Os dois parágrafos acima não são meus – são de Mariliz Pereira Jorge, e abrem o texto dela publicado na Folha de S. Paulo desta quinta-feira, 12/11.
Sinto exatamente tudo isso que Mariliz disse, penso exatamente assim. Só que há aí um problema: todas aquelas frases a respeito da fonofobia valem para mim também em relação a Lula e Dilma, sem falar no modelo de Bolsonaro, o Idiot-in-Chief do Norte. No meu caso específico, creio que desenvolvi uma terrível fonofobia por vozes de líderes autoritários que não sabem falar direito seus idiomas.
E então é preciso voltar a Jair Bolsonaro, especificamente. Bem depressa. Porque é dele que se trata. É ele que infelicita o país neste momento doloroso de nossa História.
“A contabilidade passava de uma dúzia de crimes de responsabilidade cometidos pelo presidente da República quando ele deu uma freada por orientação do Centrão”, escreveu no jornal O Globo desta quinta-feira Ascânio Seleme, em artigo com o título apropriadíssimo de “Bolsonaro criminoso”. “Não porque não tivesse outras barbaridades para dizer, mais ameaças a proferir, novos crimes para cometer. Mas sim porque precisava dar uma envernizada no seu perfil para que o agrupamento mais fisiológico do Congresso pudesse dele se aproximar. Há dois dias, o escorpião venenoso não conseguiu se conter e voltou a seu estado natural de irresponsável maior da República. Desta vez, o alvo do seu atentado criminoso não foi o Congresso, o Supremo ou a democracia. Agora, ele preferiu golpear a saúde do povo brasileiro.”
Ascânio Seleme trata de tema fundamental, mais importante do que nossa fonofobia: a necessidade de que se discuta que a) Bolsonaro comete mais de uma dúzia de crimes de responsabilidade e b) presidente que comete crime de responsabilidade tem que ser submetido a processo de impeachment.
“Além de festejar um hipotético fracasso da vacina que está sendo testada pelo Instituto Butantan, órgão do governo de São Paulo, onde identifica um inimigo na figura do governador, disse em rede social que ganhava mais uma sobre João Doria. E mentiu categoricamente ao afirmar que a CoronaVac causava morte, invalidez e anomalias. Foi um crime contra a dignidade, a honra e o decoro do cargo que ocupa, previsto na lei do impeachment. Mas deste mato não sai cachorro. O presidente da Câmara, Rodrigo Maia, único com poder para dar andamento a pedidos de afastamento do presidente, já sentou em cima de mais de 30. Se um novo ocorrer, vai ser aquecido sob a mesma pilha gorda.”
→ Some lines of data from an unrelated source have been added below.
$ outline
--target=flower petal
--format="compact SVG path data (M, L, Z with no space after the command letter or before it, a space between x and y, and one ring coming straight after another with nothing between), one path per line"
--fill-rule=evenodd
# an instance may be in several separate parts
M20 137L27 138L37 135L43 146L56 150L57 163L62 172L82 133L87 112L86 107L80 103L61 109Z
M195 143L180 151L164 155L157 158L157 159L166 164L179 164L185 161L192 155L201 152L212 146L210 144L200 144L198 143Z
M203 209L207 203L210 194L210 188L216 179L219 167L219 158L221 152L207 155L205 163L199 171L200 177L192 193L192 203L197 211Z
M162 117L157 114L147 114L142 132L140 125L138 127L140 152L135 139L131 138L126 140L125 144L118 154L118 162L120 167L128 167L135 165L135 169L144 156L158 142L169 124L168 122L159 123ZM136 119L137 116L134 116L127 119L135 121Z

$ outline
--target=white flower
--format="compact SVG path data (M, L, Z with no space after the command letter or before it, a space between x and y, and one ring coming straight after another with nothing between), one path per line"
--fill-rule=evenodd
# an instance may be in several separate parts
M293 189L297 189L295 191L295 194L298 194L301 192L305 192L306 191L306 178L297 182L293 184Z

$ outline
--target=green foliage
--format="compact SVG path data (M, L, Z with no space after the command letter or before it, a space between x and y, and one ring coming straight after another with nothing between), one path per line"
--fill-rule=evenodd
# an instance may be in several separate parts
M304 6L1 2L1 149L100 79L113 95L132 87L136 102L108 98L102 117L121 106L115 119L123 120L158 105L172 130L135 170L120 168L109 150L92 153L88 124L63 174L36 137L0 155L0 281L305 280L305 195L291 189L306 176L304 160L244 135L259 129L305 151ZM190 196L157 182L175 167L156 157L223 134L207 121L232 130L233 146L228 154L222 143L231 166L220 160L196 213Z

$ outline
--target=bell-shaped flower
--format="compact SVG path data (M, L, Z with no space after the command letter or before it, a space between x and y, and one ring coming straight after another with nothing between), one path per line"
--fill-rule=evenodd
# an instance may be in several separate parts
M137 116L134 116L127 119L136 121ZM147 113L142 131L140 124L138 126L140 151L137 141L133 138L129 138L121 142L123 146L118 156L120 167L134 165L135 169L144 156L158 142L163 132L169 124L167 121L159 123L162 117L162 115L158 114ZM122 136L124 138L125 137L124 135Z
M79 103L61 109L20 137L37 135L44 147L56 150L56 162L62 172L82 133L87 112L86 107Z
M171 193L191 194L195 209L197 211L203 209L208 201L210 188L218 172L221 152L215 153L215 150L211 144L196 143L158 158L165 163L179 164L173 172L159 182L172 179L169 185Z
Escrevi isto aqui ontem, repito hoje. Pode ser murro em ponta de faca. Não faz mal. Sou useiro e vezereiro em dar murro em ponta de faca. Então repito hoje o que disse ontem:
A verdade dos fatos é que é preciso que juristas e políticos sérios apresentem novos pedidos de impeachment do presidente da República. A cada dia ele comete novos crimes de responsabilidade.
A verdade dos fatos é que é preciso que sejam examinados os cerca de 50 pedidos de impeachment que se acumulam na gaveta do presidente da Câmara, deputado Rodrigo Maia (DEM-RJ). Assim como os novos que deveriam estar chegando.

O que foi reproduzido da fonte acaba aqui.